M. Anspech fit une maladie fort grave, dont il eut mille peines à se tirer, isolé qu'il était de toute assistance, et livré à des soins mercenaires qu'il n'avait pas, hélas! le moyen d'encourager. Enfin, il fut sur pied vers le milieu de juillet. Assis dans son vieux fauteuil de velours orange, en face d'une petite fenêtre ouverte qui donnait sur les toits, le descendant des Guise réfléchissait que le petit banc des Tuileries devait être en ce moment un miracle de fraîcheur et de parfums, et qu'on ne pouvait choisir une retraite plus délicieuse contre les ardeurs de la canicule. Le major soupira profondément. Le cours de ses pensées, en remontant ainsi vers des joies perdues venait de rouvrir une blessure à peine cicatrisée. Il demeura plongé quelque temps dans une rêverie douloureuse, entrecoupée de tressaillements et de soupirs.
Lorsque ses forces lui permirent de s'aventurer au dehors, au lieu de diriger sa promenade vers les Tuileries, M. Anspech remonta lu rue du Bac, et poussa jusqu'au Luxembourg Il voulait ainsi donner le chante à son coeur. Mais cet effort demeura sans résultat, malgré son héroïsme; les affections sont tenaces chez un vieillard, parce qu'elles sont égoïstes. Le Luxembourg ne lui rendait rien de ce qu'il aimait, ni le monde qu'il était habitué à voir, ni le palais de ses rois, qui de temps à autres il regardait encore à la dérobée, ni ce prestige des souvenirs que chaque objet lui révélait de l'autre côté de l'eau.
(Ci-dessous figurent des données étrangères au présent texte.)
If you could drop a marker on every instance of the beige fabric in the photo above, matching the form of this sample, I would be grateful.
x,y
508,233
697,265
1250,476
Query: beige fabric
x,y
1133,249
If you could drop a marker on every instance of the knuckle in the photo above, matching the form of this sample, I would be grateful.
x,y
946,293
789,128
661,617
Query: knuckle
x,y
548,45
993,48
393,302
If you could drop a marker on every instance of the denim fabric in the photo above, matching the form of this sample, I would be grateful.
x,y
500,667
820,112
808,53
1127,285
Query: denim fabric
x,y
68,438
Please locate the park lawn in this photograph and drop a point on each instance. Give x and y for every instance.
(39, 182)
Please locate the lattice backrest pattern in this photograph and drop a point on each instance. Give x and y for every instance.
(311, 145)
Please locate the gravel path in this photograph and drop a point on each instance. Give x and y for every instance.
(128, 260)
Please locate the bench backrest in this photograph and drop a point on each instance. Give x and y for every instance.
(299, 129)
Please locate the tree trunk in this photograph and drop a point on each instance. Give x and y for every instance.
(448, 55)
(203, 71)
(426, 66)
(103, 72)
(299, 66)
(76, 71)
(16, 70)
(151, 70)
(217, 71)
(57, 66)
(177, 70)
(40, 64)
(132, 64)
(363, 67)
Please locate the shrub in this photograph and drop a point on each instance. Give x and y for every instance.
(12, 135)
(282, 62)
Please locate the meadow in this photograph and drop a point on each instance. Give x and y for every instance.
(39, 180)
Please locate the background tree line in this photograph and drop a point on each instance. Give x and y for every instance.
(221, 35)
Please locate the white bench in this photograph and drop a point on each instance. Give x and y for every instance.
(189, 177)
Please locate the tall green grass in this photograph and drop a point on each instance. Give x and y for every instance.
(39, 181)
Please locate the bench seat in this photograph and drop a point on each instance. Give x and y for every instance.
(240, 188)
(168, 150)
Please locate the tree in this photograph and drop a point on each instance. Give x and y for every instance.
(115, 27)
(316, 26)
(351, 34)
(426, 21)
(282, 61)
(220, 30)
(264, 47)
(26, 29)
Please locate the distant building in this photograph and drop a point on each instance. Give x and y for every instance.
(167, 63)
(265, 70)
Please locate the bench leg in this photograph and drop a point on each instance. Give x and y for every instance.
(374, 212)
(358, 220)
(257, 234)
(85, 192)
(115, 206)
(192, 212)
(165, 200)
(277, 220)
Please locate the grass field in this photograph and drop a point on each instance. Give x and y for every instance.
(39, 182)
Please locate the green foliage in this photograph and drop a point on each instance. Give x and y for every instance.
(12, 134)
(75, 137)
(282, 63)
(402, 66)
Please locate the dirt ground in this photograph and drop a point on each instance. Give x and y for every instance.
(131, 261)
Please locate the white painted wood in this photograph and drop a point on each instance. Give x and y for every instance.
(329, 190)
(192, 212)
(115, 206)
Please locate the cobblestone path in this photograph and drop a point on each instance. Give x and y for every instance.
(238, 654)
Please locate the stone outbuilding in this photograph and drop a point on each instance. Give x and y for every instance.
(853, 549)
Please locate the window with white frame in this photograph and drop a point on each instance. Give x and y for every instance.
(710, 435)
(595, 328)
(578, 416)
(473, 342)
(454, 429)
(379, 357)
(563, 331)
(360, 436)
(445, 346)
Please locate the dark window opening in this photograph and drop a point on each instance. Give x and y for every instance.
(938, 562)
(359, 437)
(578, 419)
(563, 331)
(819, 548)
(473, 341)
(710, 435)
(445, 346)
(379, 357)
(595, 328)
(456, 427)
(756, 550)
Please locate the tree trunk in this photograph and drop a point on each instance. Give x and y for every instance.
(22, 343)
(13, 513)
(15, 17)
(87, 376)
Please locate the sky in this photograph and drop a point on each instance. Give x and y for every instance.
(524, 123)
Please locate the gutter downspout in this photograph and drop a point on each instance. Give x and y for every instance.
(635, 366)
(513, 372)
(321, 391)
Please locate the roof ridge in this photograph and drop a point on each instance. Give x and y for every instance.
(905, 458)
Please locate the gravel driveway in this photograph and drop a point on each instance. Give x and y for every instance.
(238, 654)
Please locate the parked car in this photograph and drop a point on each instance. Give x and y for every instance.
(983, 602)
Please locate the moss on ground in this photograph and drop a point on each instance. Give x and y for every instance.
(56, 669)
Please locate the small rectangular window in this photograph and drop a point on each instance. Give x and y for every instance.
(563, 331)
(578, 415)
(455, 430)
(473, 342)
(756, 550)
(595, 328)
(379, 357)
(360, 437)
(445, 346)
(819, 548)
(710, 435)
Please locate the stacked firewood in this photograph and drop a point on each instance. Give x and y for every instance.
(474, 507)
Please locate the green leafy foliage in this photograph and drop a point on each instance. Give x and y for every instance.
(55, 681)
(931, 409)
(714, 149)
Au bout de quelques jours, le major sentit qu'il retomberait infailliblement malade s'il continuait plus longtemps à contrarier ses jambes; mais l'appréhension de s'aller heurter encore à cet inconnu, objet pour lui d'un mélange de haine et de terreur, lui fit concevoir un projet d'une extravagance achevée. On a vraiment besoin, pour admettre qu'une pareille idée ait pu se faire jour dans une tête grise comme celle du major, de réfléchir que l'engouement du vieillard, loin de se relâcher dans les étreintes de la maladie en passant par les excitations de la fièvre, avait dû prendre tous les caractères d'une incurable manie.
Quoi qu'il en fût, il résolut de mettre le jour même son projet à exécution, si la nécessité l'y forçait.